De rechters die in privaatrechtelijke geschillen uitspraak doen zijn de
rechters van de rechtbanken, de gerechtshoven en de Hoge Raad.
Vonnissen: Uitspraken van de rechtbank.
Arresten: Uitspraken van de gerechtshoven en de Hoge Raad.
Kantonrechter – De kantonrechter van de rechtbank zal rechtspreken bij
een arbeidszaak (behalve voor ambtenaren), een consumentenkoopzaak,
een zaak over (overige) geldvorderingen tot en met €25.000,- of sommige
familierechtelijke aangelegenheden,
De overige zaken worden door de civiele rechter beoordeeld.
Wanneer je het niet eens bent met de uitspraak van de rechter van de
rechtbank (sector kanton of sector civiel), dan kun je in hoger beroep bij
het gerechtshof. Tegen een uitspraak van de rechter van het gerechtshof
kun je in cassatie gaan bij de Hoge Raad.
Cassatie Hoge Raad (1)
, Hoger beroep Gerechtshoven (4)
Eerste aanleg Rechtbanken (11)
§1.2.3
Het gewoonterecht wordt ook wel ongeschreven recht genoemd.

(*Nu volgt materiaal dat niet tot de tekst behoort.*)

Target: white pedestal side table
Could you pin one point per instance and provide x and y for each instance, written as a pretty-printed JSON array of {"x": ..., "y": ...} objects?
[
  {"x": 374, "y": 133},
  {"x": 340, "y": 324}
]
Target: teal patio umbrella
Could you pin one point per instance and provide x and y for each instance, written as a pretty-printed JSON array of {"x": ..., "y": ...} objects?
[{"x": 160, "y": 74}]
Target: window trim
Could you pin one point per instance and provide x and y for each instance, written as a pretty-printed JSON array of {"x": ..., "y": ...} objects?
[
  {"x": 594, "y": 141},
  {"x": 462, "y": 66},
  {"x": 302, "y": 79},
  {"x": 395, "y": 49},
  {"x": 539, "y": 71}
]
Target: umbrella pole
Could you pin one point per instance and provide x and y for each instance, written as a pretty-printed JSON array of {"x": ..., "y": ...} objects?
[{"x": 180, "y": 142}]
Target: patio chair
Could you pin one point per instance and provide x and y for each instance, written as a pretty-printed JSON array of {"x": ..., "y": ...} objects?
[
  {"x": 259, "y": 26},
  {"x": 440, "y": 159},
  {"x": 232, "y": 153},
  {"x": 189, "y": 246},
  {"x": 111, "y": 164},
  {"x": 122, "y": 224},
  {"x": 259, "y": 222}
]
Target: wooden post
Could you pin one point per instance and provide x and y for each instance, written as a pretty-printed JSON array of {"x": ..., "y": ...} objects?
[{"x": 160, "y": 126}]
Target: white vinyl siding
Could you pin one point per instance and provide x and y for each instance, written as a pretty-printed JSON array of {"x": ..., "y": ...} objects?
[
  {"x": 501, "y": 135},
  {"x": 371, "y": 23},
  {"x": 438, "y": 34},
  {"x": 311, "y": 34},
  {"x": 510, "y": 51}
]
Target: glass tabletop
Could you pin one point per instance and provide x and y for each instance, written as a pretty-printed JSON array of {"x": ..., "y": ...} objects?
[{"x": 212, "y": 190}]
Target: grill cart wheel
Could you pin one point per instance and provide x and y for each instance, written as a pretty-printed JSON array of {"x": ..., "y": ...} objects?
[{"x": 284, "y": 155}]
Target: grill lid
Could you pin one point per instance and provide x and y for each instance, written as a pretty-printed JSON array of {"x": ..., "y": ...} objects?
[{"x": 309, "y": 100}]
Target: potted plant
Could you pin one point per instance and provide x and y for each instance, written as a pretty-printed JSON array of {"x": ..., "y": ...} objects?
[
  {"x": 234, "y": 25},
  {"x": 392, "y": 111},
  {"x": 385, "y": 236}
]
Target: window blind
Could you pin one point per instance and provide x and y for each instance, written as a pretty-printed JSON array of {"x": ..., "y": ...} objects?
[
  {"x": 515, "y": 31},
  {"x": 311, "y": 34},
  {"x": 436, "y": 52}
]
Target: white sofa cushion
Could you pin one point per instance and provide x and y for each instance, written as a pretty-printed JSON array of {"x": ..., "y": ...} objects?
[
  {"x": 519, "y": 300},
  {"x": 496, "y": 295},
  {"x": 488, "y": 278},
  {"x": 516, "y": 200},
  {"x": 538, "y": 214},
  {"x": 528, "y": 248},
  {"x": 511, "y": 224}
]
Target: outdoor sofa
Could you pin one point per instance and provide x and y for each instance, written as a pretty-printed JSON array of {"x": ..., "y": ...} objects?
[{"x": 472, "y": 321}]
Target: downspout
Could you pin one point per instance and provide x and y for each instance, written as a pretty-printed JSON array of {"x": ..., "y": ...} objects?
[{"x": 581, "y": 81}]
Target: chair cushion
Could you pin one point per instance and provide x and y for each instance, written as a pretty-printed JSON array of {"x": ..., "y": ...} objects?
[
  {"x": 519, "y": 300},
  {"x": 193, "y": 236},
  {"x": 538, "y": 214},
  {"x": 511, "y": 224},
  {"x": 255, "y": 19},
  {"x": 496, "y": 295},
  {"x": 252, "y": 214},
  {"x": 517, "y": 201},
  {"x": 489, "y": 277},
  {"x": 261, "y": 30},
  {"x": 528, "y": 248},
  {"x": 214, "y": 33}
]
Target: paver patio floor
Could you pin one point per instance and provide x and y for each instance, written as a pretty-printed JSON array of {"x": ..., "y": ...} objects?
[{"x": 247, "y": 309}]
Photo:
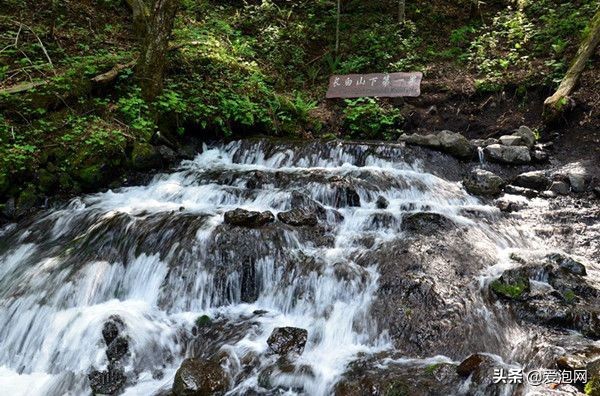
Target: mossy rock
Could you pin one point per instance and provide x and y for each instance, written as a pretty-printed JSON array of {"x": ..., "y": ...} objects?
[
  {"x": 512, "y": 290},
  {"x": 90, "y": 176},
  {"x": 144, "y": 157},
  {"x": 47, "y": 180},
  {"x": 203, "y": 321},
  {"x": 28, "y": 199}
]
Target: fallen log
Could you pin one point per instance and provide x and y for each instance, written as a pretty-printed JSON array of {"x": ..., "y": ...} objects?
[{"x": 555, "y": 105}]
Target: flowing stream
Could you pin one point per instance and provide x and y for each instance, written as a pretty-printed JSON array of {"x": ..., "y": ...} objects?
[{"x": 159, "y": 256}]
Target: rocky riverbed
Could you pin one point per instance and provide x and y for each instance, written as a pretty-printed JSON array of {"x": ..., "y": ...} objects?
[{"x": 266, "y": 267}]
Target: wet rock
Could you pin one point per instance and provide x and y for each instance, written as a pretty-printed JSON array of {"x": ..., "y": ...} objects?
[
  {"x": 247, "y": 218},
  {"x": 511, "y": 140},
  {"x": 345, "y": 195},
  {"x": 484, "y": 142},
  {"x": 527, "y": 135},
  {"x": 509, "y": 206},
  {"x": 513, "y": 284},
  {"x": 196, "y": 377},
  {"x": 286, "y": 340},
  {"x": 540, "y": 156},
  {"x": 117, "y": 349},
  {"x": 508, "y": 154},
  {"x": 568, "y": 264},
  {"x": 144, "y": 157},
  {"x": 112, "y": 328},
  {"x": 298, "y": 217},
  {"x": 108, "y": 382},
  {"x": 579, "y": 181},
  {"x": 484, "y": 183},
  {"x": 515, "y": 190},
  {"x": 559, "y": 187},
  {"x": 382, "y": 202},
  {"x": 535, "y": 180},
  {"x": 426, "y": 223},
  {"x": 447, "y": 141},
  {"x": 455, "y": 144}
]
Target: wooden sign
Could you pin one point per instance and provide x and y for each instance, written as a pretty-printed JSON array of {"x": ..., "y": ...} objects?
[{"x": 388, "y": 85}]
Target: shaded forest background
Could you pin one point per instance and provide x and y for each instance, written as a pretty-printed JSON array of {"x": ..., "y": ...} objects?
[{"x": 73, "y": 117}]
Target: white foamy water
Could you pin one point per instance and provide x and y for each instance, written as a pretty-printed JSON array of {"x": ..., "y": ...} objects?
[{"x": 147, "y": 254}]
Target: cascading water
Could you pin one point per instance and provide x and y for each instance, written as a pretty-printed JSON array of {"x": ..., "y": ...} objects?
[{"x": 159, "y": 256}]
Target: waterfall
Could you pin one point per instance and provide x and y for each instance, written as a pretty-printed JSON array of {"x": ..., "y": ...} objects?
[{"x": 158, "y": 256}]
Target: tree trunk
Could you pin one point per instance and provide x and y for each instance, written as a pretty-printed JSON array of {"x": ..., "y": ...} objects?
[
  {"x": 141, "y": 14},
  {"x": 155, "y": 45},
  {"x": 401, "y": 11},
  {"x": 337, "y": 26},
  {"x": 554, "y": 105}
]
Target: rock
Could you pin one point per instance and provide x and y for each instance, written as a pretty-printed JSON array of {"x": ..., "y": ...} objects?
[
  {"x": 482, "y": 182},
  {"x": 246, "y": 218},
  {"x": 559, "y": 187},
  {"x": 579, "y": 181},
  {"x": 455, "y": 144},
  {"x": 298, "y": 217},
  {"x": 196, "y": 377},
  {"x": 527, "y": 135},
  {"x": 381, "y": 202},
  {"x": 167, "y": 154},
  {"x": 513, "y": 284},
  {"x": 484, "y": 142},
  {"x": 345, "y": 195},
  {"x": 568, "y": 264},
  {"x": 447, "y": 141},
  {"x": 426, "y": 223},
  {"x": 535, "y": 180},
  {"x": 509, "y": 206},
  {"x": 144, "y": 157},
  {"x": 112, "y": 328},
  {"x": 471, "y": 364},
  {"x": 107, "y": 382},
  {"x": 540, "y": 156},
  {"x": 117, "y": 349},
  {"x": 508, "y": 154},
  {"x": 286, "y": 340},
  {"x": 511, "y": 140},
  {"x": 526, "y": 192}
]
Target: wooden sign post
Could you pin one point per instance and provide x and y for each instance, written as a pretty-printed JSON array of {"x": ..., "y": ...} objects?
[{"x": 389, "y": 85}]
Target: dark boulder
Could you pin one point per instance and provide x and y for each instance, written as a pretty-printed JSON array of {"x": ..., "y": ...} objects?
[
  {"x": 426, "y": 223},
  {"x": 247, "y": 218},
  {"x": 568, "y": 264},
  {"x": 112, "y": 328},
  {"x": 382, "y": 202},
  {"x": 196, "y": 377},
  {"x": 108, "y": 382},
  {"x": 535, "y": 180},
  {"x": 117, "y": 349},
  {"x": 484, "y": 183},
  {"x": 298, "y": 217},
  {"x": 286, "y": 340}
]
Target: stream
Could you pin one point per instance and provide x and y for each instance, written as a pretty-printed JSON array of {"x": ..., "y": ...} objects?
[{"x": 381, "y": 290}]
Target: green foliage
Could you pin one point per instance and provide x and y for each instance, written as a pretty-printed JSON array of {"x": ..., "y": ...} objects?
[
  {"x": 513, "y": 291},
  {"x": 367, "y": 118}
]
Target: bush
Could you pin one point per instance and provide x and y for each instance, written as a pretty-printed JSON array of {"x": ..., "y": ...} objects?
[{"x": 366, "y": 118}]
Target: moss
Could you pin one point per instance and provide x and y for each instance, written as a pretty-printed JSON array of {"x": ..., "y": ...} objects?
[
  {"x": 203, "y": 321},
  {"x": 569, "y": 296},
  {"x": 398, "y": 389},
  {"x": 144, "y": 156},
  {"x": 90, "y": 175},
  {"x": 509, "y": 290}
]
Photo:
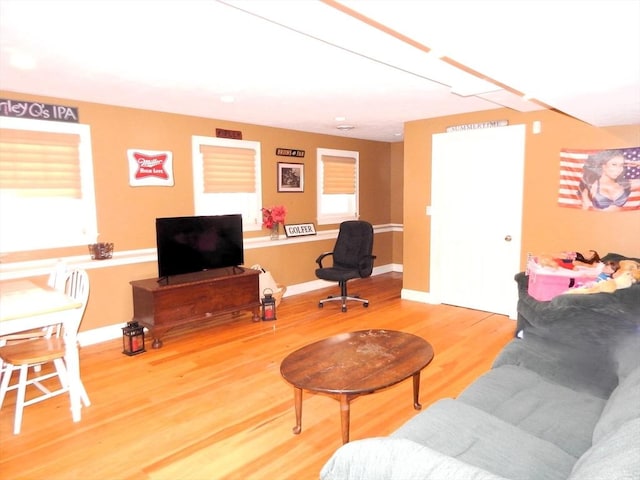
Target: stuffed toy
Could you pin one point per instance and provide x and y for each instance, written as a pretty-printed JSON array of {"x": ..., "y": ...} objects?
[{"x": 621, "y": 280}]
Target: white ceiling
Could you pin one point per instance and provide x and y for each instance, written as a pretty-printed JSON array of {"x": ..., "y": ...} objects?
[{"x": 299, "y": 64}]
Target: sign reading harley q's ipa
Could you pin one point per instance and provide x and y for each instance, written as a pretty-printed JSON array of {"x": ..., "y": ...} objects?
[{"x": 37, "y": 111}]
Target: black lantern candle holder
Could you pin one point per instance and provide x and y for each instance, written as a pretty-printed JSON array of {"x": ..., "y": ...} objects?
[
  {"x": 132, "y": 339},
  {"x": 268, "y": 305}
]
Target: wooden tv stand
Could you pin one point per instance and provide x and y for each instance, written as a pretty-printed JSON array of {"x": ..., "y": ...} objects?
[{"x": 161, "y": 304}]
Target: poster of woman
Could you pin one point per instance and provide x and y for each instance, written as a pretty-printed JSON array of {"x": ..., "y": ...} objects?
[{"x": 600, "y": 180}]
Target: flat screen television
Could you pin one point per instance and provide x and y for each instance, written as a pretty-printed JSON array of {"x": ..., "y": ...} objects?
[{"x": 198, "y": 243}]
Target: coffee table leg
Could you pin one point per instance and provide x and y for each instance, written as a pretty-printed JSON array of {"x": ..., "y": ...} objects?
[
  {"x": 345, "y": 417},
  {"x": 297, "y": 401},
  {"x": 416, "y": 391}
]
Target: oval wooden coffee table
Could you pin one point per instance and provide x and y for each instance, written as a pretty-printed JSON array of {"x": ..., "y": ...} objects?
[{"x": 352, "y": 364}]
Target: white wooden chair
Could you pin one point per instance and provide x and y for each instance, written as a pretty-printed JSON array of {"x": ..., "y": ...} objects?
[
  {"x": 23, "y": 355},
  {"x": 57, "y": 279}
]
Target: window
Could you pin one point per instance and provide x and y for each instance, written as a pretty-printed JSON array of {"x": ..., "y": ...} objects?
[
  {"x": 338, "y": 188},
  {"x": 226, "y": 179},
  {"x": 47, "y": 197}
]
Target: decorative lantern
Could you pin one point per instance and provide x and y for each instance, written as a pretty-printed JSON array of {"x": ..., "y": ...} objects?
[
  {"x": 132, "y": 339},
  {"x": 268, "y": 305}
]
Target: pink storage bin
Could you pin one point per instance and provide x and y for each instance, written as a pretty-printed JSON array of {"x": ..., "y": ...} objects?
[{"x": 546, "y": 283}]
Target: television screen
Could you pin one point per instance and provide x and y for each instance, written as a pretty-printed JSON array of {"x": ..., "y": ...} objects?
[{"x": 194, "y": 244}]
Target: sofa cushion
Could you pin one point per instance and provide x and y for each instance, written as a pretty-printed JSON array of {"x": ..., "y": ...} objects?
[
  {"x": 623, "y": 405},
  {"x": 616, "y": 456},
  {"x": 547, "y": 410},
  {"x": 384, "y": 458},
  {"x": 581, "y": 369},
  {"x": 476, "y": 437}
]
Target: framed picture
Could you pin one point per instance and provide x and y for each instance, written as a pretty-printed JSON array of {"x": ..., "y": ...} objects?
[{"x": 290, "y": 177}]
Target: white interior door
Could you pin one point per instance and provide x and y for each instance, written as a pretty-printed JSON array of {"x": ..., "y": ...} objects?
[{"x": 476, "y": 210}]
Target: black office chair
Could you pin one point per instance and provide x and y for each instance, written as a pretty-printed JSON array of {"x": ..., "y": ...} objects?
[{"x": 352, "y": 258}]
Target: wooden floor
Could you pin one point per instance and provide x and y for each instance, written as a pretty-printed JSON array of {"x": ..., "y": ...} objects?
[{"x": 211, "y": 403}]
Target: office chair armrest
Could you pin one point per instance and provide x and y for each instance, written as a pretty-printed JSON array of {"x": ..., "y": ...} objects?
[
  {"x": 365, "y": 265},
  {"x": 322, "y": 255}
]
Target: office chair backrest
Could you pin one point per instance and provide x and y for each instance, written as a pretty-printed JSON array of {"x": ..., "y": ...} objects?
[{"x": 354, "y": 246}]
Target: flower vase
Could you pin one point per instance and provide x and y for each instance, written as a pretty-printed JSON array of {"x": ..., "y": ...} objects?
[{"x": 275, "y": 231}]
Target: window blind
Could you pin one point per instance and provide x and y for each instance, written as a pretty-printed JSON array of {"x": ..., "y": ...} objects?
[
  {"x": 339, "y": 175},
  {"x": 40, "y": 164},
  {"x": 228, "y": 169}
]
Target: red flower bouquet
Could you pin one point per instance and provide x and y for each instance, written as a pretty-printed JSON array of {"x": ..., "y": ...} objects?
[{"x": 273, "y": 215}]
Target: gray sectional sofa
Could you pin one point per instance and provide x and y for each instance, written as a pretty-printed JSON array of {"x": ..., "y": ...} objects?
[{"x": 562, "y": 402}]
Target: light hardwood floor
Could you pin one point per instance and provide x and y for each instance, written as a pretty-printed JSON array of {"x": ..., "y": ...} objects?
[{"x": 211, "y": 403}]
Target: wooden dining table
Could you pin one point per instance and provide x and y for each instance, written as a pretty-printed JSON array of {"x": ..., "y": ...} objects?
[{"x": 25, "y": 306}]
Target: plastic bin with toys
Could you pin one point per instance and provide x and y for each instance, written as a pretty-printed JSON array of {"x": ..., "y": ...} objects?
[{"x": 553, "y": 275}]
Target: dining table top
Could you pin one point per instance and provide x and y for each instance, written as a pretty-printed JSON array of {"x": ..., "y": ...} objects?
[{"x": 23, "y": 299}]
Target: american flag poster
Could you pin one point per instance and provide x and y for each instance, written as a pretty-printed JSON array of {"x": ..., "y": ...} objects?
[{"x": 600, "y": 180}]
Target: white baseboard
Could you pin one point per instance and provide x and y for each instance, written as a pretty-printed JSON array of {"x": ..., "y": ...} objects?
[
  {"x": 111, "y": 332},
  {"x": 417, "y": 296}
]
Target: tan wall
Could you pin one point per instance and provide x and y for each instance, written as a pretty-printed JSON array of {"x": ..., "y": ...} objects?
[
  {"x": 126, "y": 215},
  {"x": 546, "y": 226},
  {"x": 396, "y": 194}
]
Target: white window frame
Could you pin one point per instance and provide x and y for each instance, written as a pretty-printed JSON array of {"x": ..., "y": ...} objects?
[
  {"x": 247, "y": 204},
  {"x": 337, "y": 208},
  {"x": 42, "y": 225}
]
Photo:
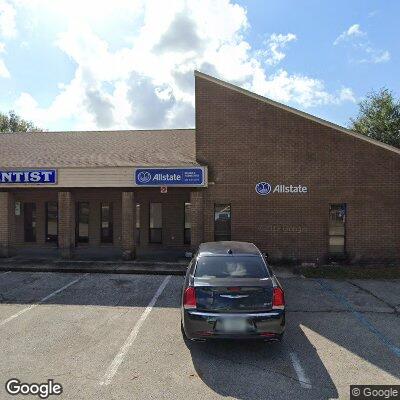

Er zijn twee voorwaarden waaraan moet worden voldoen om gebruik te
kunnen maken van het gewoonterecht:
1. Herhaling van gedrag: Een bepaald gedrag moet ononderbroken
gedurende een lange tijd zijn gevolg en herhaald bij een bepaalde
groep mensen.
2. Rechtsnorm: Het bepaalde gedrag moet geaccepteerd worden als
zijnde een gewoonterechtelijke regel.
De ‘bepaalde groep mensen’ in voorwaarde één kan duiden op een
bepaalde branche in het bedrijfsleven, maar ok gericht zijn op een
bepaalde situatie die in het gewone leven plaatsvindt.